We entered the globular interior. There were narrow corridors; triangular rooms; a slatted, ladder-like incline leading upward to a higher level.
The girls followed Meka up the incline. Molo and Wyk herded us into a nearby room. "You will have your food and drink here. Cause Wyk no trouble and you will be quite safe."
He turned, but Snap plucked at him. "When are you coming back?"
"Not too long."
I said, "We will cause you no trouble. Take us on the ship."
"I will see."
He murmured to Wyk in Martian, then left us.
* * * * *
The small triangular room had no windows and only the single door. Wyk touched a mechanism and it slid closed. The place was a queer apartment indeed. The floor was convex, curving upward to the walls. The light radiance dimly glowed, as though inherent to the metal ceiling. There was strange metal furniture: a table and chairs, high and large; bunks of a size evidently for the ten-foot workers.
The door opened, and a worker brought us food and drink. Wyk sat apart and watched us while we consumed the meal. I noticed that he seldom let himself get close to us. He sat stiffly upright, with his jointed legs bent double under him, his many arms and pincers hanging inert, save the one short shoulder-arm with flexible fingers gripping his weapon. At his waist, and upon several hook-like protuberances of his chest, other weapons and devices were hanging.
Snap gazed up from where, on the floor, we were ravenously eating and drinking. "Aren't you hungry?" he asked Wyk.
"No."
"You eat often?"
"No."
An incurious, taciturn creature, this insect-like being. Snap whispered, "Got to talk to him; make him let us get close. That weapon...."
How the weapon operated, we did not know; but that a flash from it would bring instant death we well imagined.

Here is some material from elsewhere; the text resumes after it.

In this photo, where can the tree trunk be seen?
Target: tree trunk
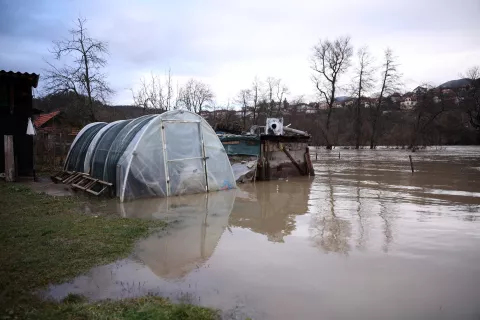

Half of that hour of waiting was past.
I said to Wyk, "You would call this night on your world; the sun obviously is on the other hemisphere. When will it be day?"
His gaze swung on me. His hollow voice, deep from the capacious shell of chest, echoed and blurred in the room.
"I think Wandl has no rotation now. Or almost none."
He was not as taciturn, as he had seemed, and presently we had him talking. We learned several things regarding the gravity-controls of Wandl, by which at will the planet could be rotated on its axis; and by which also it could navigate space. We learned that the great control station contained these gravitational mechanisms, as well as the mechanism by which the Earth had been attacked. But we could not discover where on Wandl that station was located.
Then, with our meal finished, Snap rose to his feet. "Those arms of yours, seem very strange to us. But they must be mighty useful."
Snap had taken a cautious, shoving step. It wafted him directly toward the guard.
The weird, brown-scaled face of Wyk, with its popping eyes upon stems and its upended mouth, contorted with surprise.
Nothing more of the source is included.